LENR has had to have a name change because the primary connotation with cold fusion is a bunch of psuedoscience and bullshit.
Yes, some real scientists have published some results that make continued study worthwhile, but if regular fusion is 50 years off, our indication is that LENR, if it's even possible, is 100.
My own idea is that plasma micro-bubbles are hot enough to cause nuclear fusion somehow.
[0]: https://spectrum.ieee.org/energy/nuclear/scientists-in-the-u...

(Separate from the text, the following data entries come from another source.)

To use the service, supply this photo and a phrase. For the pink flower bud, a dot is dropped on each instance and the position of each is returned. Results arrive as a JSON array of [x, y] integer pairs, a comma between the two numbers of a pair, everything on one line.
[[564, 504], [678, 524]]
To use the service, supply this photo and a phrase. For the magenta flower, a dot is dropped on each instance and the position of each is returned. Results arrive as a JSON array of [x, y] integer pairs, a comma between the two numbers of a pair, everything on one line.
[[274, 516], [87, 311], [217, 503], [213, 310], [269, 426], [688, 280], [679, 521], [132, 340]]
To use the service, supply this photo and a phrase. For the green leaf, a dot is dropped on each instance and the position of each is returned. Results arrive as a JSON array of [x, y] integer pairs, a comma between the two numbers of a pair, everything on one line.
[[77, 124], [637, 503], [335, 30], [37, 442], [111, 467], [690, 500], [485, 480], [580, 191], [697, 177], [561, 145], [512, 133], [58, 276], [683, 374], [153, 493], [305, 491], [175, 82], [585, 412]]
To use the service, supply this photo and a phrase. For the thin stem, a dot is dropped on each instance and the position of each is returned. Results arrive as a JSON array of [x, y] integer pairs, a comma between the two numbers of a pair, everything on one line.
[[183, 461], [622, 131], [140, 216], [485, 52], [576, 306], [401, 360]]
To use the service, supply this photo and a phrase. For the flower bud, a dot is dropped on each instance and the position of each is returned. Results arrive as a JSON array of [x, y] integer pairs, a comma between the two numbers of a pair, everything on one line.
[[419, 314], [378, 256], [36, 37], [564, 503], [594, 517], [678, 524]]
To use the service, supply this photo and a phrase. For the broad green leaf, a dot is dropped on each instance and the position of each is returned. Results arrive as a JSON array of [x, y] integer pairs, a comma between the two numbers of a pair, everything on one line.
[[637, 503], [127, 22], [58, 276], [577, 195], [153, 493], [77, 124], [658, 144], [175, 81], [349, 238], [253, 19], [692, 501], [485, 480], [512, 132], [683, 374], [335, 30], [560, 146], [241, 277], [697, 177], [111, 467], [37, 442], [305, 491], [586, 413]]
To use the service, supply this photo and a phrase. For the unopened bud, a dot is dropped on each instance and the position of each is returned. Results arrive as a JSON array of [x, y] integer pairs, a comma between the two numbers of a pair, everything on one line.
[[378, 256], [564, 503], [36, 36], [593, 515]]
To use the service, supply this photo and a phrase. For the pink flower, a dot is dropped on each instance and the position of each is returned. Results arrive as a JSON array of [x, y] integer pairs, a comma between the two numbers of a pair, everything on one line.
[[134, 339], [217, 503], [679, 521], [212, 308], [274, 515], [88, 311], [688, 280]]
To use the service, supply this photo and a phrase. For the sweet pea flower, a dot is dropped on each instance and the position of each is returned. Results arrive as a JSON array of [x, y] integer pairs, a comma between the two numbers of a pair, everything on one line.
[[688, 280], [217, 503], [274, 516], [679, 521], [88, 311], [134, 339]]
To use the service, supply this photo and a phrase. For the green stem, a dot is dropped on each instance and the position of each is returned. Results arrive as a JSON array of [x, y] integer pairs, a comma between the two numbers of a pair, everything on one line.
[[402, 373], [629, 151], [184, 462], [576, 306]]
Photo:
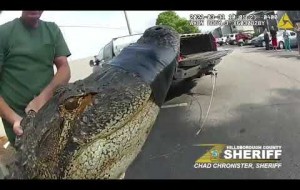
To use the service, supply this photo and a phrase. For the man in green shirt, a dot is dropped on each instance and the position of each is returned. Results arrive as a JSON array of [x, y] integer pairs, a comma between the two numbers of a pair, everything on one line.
[[28, 49]]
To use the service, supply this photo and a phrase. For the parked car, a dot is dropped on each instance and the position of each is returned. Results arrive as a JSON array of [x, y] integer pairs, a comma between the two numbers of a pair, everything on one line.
[[232, 39], [219, 41], [280, 40], [259, 41]]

I don't think the hundred or so scientists at a bunch of disparate universities are part of some conspiracy to push quack science, but something is up when there is no theoretical framework that even begins to explain your results, no one outside of your community can reproduce it, and your results are still just "well that's weird" vs. "we have something we can build off to actually produce energy"
However, you can look at results produced by Akito Takahashi[0]. Are they convincing enough for you?
[0]: https://www.lenr-canr.org/acrobat/BiberianJPjcondensedzb.pdf...
We know how to make fission reactors, we have many of them operating right now. We could build more this very second.
Lab results that show some evidence for trace amounts of fusion reactions do not imply net energy production. E.g. one of the recently announced results needed a powerful xray beamline to get some tiny results, which consumed more energy than the fusion reactions ever released.
This is comparable to the ancient greeks inventing a "steam engine"[1] that does no meaningful work.